Component 1Caramel Coffee
Ingredients
250 gr | Cream |
70 gr | Sugar |
50 gr | Butter |
65 gr | Glucose |
6-8 gr | Instant Coffee |
90 gr | Cocoa Butter |
250 gr | Sugar |
Method
Boil together the selected ingredients. Pour on 250 gr of dry caramelized sugar in an induction pan.
To give it tension (to make the structure creamier) add 90 gr of Cocoa Butter when the temperature of the decoction caramel arrives at 45-50°C.
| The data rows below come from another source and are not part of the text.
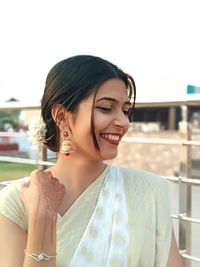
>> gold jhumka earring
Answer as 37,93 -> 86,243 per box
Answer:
60,127 -> 73,157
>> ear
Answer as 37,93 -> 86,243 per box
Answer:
51,104 -> 68,129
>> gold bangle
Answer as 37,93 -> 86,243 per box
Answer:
24,249 -> 57,261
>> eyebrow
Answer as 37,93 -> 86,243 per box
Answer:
96,97 -> 132,105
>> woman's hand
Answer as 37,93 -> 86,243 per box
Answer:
20,170 -> 65,216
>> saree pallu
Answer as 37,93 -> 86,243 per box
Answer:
0,166 -> 172,267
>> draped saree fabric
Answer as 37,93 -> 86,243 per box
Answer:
69,168 -> 129,267
0,165 -> 172,267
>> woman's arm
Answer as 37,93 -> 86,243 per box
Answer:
0,171 -> 64,267
167,231 -> 183,267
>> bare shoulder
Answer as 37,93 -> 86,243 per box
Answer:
0,214 -> 27,267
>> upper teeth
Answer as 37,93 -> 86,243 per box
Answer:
102,134 -> 119,141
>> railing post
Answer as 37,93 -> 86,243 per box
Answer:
179,106 -> 192,267
38,145 -> 47,170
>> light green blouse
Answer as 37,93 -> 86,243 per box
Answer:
0,166 -> 172,267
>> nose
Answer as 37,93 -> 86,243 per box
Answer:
113,111 -> 129,129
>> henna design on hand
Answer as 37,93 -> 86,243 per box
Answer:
35,171 -> 65,216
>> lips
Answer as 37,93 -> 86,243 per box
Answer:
100,133 -> 122,145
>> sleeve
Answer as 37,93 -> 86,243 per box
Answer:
0,182 -> 28,231
155,178 -> 172,267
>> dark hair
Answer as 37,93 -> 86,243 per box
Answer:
41,55 -> 136,152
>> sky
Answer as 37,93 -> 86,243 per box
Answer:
0,0 -> 200,104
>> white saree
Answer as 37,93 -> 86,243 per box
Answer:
69,167 -> 129,267
0,165 -> 172,267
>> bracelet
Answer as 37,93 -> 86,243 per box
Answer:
24,250 -> 57,261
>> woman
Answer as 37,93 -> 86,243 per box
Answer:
0,55 -> 182,267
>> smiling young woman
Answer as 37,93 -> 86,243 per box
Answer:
0,55 -> 182,267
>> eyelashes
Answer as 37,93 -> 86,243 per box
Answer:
96,107 -> 129,116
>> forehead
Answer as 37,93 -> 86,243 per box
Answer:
96,78 -> 128,100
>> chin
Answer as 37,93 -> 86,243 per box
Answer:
101,152 -> 118,160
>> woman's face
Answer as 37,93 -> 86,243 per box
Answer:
71,78 -> 132,160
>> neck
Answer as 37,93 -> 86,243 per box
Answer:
49,154 -> 107,191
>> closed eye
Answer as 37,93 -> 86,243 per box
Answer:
123,110 -> 129,116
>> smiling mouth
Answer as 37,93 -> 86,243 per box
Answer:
100,134 -> 121,145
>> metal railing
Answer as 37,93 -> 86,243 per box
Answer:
0,102 -> 200,267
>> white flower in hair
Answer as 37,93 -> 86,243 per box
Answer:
27,117 -> 47,145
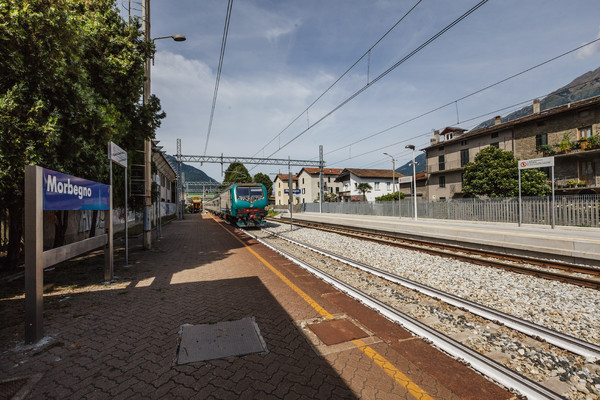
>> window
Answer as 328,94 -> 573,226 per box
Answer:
535,133 -> 548,149
577,126 -> 592,139
579,160 -> 594,180
460,149 -> 469,167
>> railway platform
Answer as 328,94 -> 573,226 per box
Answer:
0,214 -> 516,399
283,212 -> 600,266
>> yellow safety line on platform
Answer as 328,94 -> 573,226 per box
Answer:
314,216 -> 600,243
352,339 -> 433,400
211,215 -> 333,319
211,215 -> 434,400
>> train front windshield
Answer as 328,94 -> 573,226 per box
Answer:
237,186 -> 265,203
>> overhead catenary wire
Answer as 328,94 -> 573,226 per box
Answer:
268,0 -> 488,157
203,0 -> 233,155
328,73 -> 600,170
325,38 -> 600,159
252,0 -> 423,157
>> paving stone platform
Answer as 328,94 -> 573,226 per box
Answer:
0,214 -> 514,399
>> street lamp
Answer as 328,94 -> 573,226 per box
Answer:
405,144 -> 417,221
383,153 -> 400,216
142,0 -> 185,249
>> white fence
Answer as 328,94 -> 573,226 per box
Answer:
303,195 -> 600,227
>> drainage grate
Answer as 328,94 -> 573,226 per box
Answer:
177,317 -> 267,364
308,319 -> 369,346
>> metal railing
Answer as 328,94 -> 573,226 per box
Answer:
303,195 -> 600,227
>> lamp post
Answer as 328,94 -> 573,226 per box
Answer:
383,153 -> 400,216
405,144 -> 417,221
142,0 -> 185,249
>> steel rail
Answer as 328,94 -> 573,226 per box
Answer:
244,231 -> 564,400
263,229 -> 600,362
276,217 -> 600,290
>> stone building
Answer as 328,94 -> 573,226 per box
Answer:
423,97 -> 600,200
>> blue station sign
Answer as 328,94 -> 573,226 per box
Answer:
43,168 -> 110,210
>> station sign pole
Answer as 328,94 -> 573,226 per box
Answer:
519,157 -> 556,229
108,142 -> 129,266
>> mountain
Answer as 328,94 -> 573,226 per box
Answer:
473,68 -> 600,130
396,153 -> 425,175
165,154 -> 217,182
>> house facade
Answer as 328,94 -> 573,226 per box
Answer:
423,97 -> 600,200
273,174 -> 300,206
335,168 -> 404,202
298,167 -> 343,203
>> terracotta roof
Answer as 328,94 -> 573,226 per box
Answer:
298,167 -> 342,175
275,174 -> 298,182
336,168 -> 404,181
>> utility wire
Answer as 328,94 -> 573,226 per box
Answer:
325,38 -> 600,158
268,0 -> 488,157
252,0 -> 423,157
203,0 -> 233,155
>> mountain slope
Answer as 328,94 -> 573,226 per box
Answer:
473,68 -> 600,130
165,154 -> 217,182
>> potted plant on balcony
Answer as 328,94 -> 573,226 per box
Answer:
586,135 -> 600,150
537,144 -> 556,157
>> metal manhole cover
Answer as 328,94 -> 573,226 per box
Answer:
308,319 -> 369,346
177,317 -> 267,364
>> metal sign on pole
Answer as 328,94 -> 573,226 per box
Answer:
108,142 -> 129,266
288,156 -> 294,231
24,165 -> 113,344
519,157 -> 556,229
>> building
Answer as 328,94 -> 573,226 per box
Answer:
335,168 -> 404,202
396,171 -> 427,199
423,97 -> 600,200
152,152 -> 177,216
273,174 -> 300,206
298,167 -> 343,203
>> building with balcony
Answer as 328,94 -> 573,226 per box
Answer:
423,97 -> 600,200
335,168 -> 404,202
298,167 -> 343,203
273,174 -> 300,206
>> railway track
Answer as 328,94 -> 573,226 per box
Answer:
274,218 -> 600,290
246,228 -> 576,399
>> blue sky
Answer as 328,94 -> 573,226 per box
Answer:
124,0 -> 600,180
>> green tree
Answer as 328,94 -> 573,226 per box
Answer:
0,0 -> 164,266
254,172 -> 273,196
223,162 -> 252,186
357,182 -> 373,198
463,146 -> 551,197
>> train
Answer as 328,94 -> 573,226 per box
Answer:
190,197 -> 202,214
204,183 -> 269,228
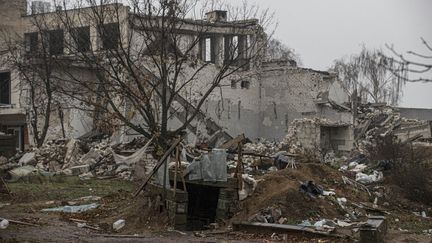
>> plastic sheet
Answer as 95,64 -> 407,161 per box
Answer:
113,138 -> 153,165
186,149 -> 227,182
41,203 -> 99,213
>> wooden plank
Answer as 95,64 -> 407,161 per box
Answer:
232,222 -> 344,237
133,138 -> 182,197
219,134 -> 246,149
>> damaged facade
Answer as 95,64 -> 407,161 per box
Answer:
2,1 -> 352,155
0,1 -> 432,242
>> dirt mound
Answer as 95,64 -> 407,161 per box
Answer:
232,164 -> 370,223
62,188 -> 169,234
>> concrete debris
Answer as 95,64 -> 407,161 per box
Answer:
249,207 -> 286,224
0,139 -> 158,180
113,219 -> 126,231
0,219 -> 9,229
299,181 -> 324,197
41,203 -> 99,213
19,152 -> 37,166
356,170 -> 384,184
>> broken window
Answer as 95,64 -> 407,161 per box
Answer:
71,26 -> 91,52
48,30 -> 64,55
0,72 -> 11,105
231,80 -> 237,89
99,23 -> 120,50
24,32 -> 39,53
240,80 -> 250,89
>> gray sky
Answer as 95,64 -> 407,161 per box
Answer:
255,0 -> 432,108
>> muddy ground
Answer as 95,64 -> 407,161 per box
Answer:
0,168 -> 432,243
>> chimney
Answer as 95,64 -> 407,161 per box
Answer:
206,10 -> 227,22
31,1 -> 51,14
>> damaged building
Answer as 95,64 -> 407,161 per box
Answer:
2,1 -> 352,154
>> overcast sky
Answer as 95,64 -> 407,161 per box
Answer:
251,0 -> 432,108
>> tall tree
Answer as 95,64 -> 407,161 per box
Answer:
331,47 -> 404,105
1,15 -> 64,147
383,38 -> 432,82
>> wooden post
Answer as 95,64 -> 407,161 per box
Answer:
133,138 -> 182,197
236,141 -> 243,189
174,146 -> 180,200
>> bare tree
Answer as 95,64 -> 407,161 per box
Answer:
1,15 -> 65,147
382,38 -> 432,82
331,47 -> 404,105
22,0 -> 272,145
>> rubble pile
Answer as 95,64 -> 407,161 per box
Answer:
0,139 -> 154,180
356,106 -> 431,148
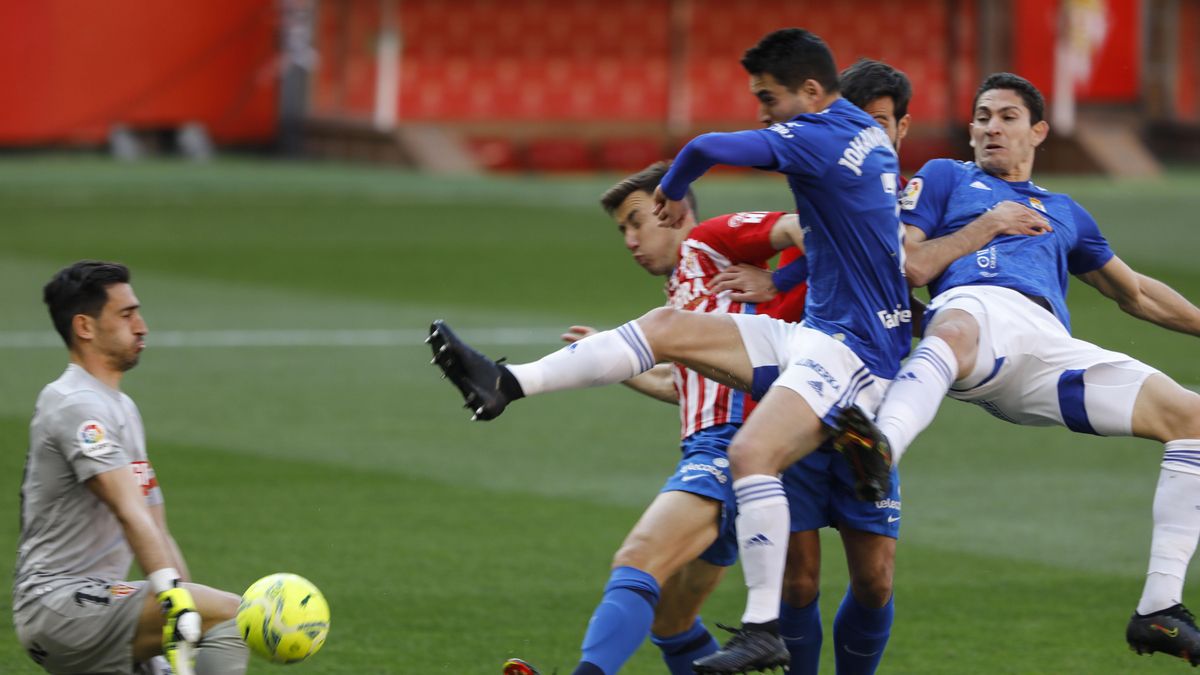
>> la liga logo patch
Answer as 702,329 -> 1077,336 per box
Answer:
79,420 -> 104,446
76,419 -> 112,455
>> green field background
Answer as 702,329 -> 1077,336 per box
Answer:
0,157 -> 1200,675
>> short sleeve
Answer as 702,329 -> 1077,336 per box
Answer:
755,121 -> 840,178
1067,202 -> 1114,274
900,160 -> 960,237
52,393 -> 130,483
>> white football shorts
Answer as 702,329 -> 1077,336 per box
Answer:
728,313 -> 892,426
925,286 -> 1158,436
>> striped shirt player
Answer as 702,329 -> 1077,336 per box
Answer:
666,211 -> 805,438
430,29 -> 911,673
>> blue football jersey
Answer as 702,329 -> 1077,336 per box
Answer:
755,98 -> 912,378
900,160 -> 1112,330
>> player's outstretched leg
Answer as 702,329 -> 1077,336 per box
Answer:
692,623 -> 791,675
1126,604 -> 1200,665
500,658 -> 539,675
833,406 -> 892,502
426,321 -> 522,419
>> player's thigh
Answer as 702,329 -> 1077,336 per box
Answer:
925,307 -> 980,380
650,558 -> 728,638
13,579 -> 149,675
613,490 -> 722,585
784,530 -> 821,607
637,307 -> 754,390
133,584 -> 241,661
839,527 -> 896,608
1133,372 -> 1200,443
730,387 -> 829,478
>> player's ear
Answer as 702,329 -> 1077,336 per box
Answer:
71,313 -> 96,340
1033,120 -> 1050,148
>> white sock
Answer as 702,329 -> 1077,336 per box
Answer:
506,321 -> 654,396
1138,451 -> 1200,615
733,473 -> 791,623
875,335 -> 959,464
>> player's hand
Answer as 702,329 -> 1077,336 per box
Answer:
157,586 -> 200,675
563,325 -> 596,342
654,185 -> 688,229
986,202 -> 1054,237
708,263 -> 779,303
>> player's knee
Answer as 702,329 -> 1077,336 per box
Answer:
612,534 -> 653,572
1165,387 -> 1200,441
728,436 -> 776,478
925,312 -> 979,375
784,571 -> 821,607
850,572 -> 892,609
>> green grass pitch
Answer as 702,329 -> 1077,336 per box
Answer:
0,157 -> 1200,675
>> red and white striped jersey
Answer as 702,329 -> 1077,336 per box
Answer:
666,211 -> 806,437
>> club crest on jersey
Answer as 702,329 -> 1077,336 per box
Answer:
76,419 -> 113,456
725,211 -> 769,228
900,178 -> 925,211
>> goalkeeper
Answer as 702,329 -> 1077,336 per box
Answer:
13,261 -> 248,675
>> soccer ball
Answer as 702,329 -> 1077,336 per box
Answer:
238,573 -> 329,663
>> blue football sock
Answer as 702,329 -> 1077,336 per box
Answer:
833,589 -> 895,675
779,596 -> 824,675
650,616 -> 721,675
575,567 -> 659,675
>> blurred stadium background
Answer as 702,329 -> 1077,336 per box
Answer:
0,0 -> 1200,675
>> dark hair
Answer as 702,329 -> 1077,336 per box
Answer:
971,72 -> 1046,124
742,28 -> 838,94
600,162 -> 696,215
42,261 -> 130,347
839,59 -> 912,120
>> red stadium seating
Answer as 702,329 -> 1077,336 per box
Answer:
596,137 -> 666,172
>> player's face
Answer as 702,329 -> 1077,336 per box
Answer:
89,283 -> 146,372
750,73 -> 814,125
971,89 -> 1050,180
863,96 -> 908,153
613,191 -> 682,276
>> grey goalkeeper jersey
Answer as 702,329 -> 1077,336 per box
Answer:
12,364 -> 162,610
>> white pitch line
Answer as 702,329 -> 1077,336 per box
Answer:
0,328 -> 562,350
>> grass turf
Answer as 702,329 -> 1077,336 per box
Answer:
0,159 -> 1200,675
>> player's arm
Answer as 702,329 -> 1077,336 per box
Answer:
654,131 -> 775,228
148,504 -> 192,581
563,325 -> 679,405
86,465 -> 200,673
88,466 -> 174,574
905,202 -> 1054,283
1078,256 -> 1200,335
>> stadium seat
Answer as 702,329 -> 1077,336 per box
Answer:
596,137 -> 666,172
526,137 -> 596,172
467,137 -> 522,172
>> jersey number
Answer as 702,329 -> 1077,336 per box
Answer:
880,173 -> 905,274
Component 2Cruncy Gianduia
Ingredients
750 gr | Regina Milk Chocolate 35% |
250 gr | Hazelnuts Paste |
100 gr | Artisanal Hazelnuts Praline 55% |
150 gr | Crunchy Flakes |
Method
Temper the Regina Milk Chocolate 35% with the Hazelnut Paste.
Add the Artisanal Hazelnut Praline 55% and the Crunchy Flakes.
Preparation
Allow the mixture to become creamy, fill a piping bag and squeeze the mixture onto the caramel coffee previously inserted. Allow to cool and close with Regina Milk Chocolate 35%.